The Story of Siege Perilous

The Perilous Seat

In the accounts of Merlin as the maker of the Round Table is the myth of Siege Perilous. It is told that Merlin engraved onto the Table the name of each of the Knights of the Round Table in gold leaf lettering. One seat was kept vacant and Merlin declared that 'No man should sit in this chair but he only that shall surpass all other knights.'. On the chair was engraved the term 'Siege Perilous'.

The consequences of course are that the Knights of the Round table quarreled over this seat, as all other seats were equal, except The Perilous Seat. It was described as being Perilous because Merlin stated that it was fatal to any man except for the knight who was destined to quest for and return with the Holy Grail, thus saving King Arthur's life who is fatally ill and reuniting the Order of the Knights after Lancelot leaves for France. Sir Galahad alone was the purest of the Knights of the Round Table and in many versions of the tale he completes the quest and earns the Grail. After being knighted by his father Sir Lancelot, Galahad took up the seat in Camelot on Whitsunday, 454 years after the death of Jesus. He thus became the knight who surpassed all other knights. One theory mentioned in the tale of King Arthur, is that Merlin one day accidentally sat in the Siege Perilous and was killed. Though this is an odd story as Merlin not only made the Perilous Seat but was also characterised as being a wise man.

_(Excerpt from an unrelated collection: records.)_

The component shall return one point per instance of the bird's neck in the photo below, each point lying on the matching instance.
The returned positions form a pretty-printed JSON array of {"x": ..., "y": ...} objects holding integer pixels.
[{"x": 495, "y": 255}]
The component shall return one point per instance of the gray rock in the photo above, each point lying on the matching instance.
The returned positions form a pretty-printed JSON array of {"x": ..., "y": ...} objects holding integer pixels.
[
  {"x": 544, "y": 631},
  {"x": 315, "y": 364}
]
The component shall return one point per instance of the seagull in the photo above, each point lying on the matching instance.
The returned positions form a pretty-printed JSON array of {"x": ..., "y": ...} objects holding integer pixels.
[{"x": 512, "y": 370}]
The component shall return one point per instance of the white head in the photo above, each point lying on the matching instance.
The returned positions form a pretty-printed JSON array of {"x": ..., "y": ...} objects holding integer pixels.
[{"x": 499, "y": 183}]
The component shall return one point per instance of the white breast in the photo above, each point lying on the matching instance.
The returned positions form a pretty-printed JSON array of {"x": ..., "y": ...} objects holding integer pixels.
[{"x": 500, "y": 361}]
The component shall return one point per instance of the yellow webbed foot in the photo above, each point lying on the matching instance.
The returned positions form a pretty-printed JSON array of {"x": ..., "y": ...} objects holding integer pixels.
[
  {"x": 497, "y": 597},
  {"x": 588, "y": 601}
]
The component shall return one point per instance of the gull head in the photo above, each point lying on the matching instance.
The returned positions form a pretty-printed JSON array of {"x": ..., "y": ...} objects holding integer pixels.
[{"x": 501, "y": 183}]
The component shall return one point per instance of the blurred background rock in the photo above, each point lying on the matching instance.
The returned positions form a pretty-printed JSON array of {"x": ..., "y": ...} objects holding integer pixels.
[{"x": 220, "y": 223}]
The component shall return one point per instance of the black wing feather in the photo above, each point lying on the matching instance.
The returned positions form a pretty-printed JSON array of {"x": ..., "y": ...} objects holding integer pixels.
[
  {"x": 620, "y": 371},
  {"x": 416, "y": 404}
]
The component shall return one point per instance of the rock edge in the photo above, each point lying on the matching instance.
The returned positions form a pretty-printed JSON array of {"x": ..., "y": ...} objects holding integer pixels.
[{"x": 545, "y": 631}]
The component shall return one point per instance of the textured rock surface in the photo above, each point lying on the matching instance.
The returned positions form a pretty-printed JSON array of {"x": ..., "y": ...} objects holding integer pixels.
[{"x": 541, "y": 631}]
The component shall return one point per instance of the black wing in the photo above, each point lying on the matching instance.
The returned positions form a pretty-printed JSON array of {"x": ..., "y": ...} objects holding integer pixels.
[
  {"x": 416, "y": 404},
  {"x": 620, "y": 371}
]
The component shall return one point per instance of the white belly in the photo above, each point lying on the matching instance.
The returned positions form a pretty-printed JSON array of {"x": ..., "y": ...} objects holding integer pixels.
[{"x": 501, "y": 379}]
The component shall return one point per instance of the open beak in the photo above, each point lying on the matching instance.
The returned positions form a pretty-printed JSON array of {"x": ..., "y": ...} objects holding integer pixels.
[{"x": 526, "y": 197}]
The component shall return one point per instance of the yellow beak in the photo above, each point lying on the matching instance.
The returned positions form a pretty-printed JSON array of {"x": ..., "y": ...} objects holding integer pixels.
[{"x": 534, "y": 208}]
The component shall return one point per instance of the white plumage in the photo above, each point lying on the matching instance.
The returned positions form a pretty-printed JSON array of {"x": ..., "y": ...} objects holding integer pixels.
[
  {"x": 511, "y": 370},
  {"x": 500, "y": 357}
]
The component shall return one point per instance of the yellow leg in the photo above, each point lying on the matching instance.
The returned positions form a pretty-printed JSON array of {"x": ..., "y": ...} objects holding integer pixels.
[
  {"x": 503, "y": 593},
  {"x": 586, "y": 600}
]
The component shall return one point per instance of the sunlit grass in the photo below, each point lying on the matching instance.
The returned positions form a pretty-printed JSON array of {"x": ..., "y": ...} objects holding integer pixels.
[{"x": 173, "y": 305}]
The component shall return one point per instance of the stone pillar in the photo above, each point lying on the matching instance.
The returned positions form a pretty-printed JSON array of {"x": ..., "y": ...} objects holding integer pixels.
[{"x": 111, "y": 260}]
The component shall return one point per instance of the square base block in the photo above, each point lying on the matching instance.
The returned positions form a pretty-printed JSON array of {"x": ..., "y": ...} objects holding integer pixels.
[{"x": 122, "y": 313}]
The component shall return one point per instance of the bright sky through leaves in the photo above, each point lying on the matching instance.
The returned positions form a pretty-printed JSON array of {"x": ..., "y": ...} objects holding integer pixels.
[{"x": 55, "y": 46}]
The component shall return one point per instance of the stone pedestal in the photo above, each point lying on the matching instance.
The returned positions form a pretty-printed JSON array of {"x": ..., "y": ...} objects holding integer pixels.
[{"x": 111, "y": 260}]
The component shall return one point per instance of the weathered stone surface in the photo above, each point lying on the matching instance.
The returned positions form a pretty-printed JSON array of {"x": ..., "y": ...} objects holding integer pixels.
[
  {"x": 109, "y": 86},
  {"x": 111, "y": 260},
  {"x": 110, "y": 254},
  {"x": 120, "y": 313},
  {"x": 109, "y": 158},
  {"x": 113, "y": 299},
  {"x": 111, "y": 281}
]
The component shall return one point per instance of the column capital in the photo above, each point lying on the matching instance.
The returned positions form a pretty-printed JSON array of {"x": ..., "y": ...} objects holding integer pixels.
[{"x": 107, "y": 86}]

You can find telling of these stories in Thomas Malory's Le Morte D'Arthur and in Alfred Lord Tennyson's Idylls of the King.

Another story concerning the Perilous Seat tells that one day Merlin seats a visiting noble, King Pellinore, in the seat and a general outcry begins at this breach of Merlin's own words. Eventually the chair's letters are covered. Many years later King Pellinore's son, Percival, unknowingly sits in Siege Perilous when he joins the order of the Knights of the Round Table. Merlin removes the covering, and the coincidence causes huge astonishment. Some say this foretells Percival's part in the Quest for the Holy Grail. But accounts over which Knight succeeded in the quest (Galahad or Percival) differ depending on which version of the myths and legends you read

In another version of the story, the empty chair that Percival sits in is completely unmarked. It is the thirteenth chair from King Arthur going both clock-wise and anti clock-wise. One myth suggests that the seat is left empty to remind the knights of Jesus' sacrifice at the Last Supper. In another, the seat is equated with the seat at the Last Supper of the thirteenth disciple, Judas, who betrayed Jesus to the Romans. In these accounts it is Percival who retrieves the grail, and in doing so the legacy of Judas's weakness is lifted from mankind.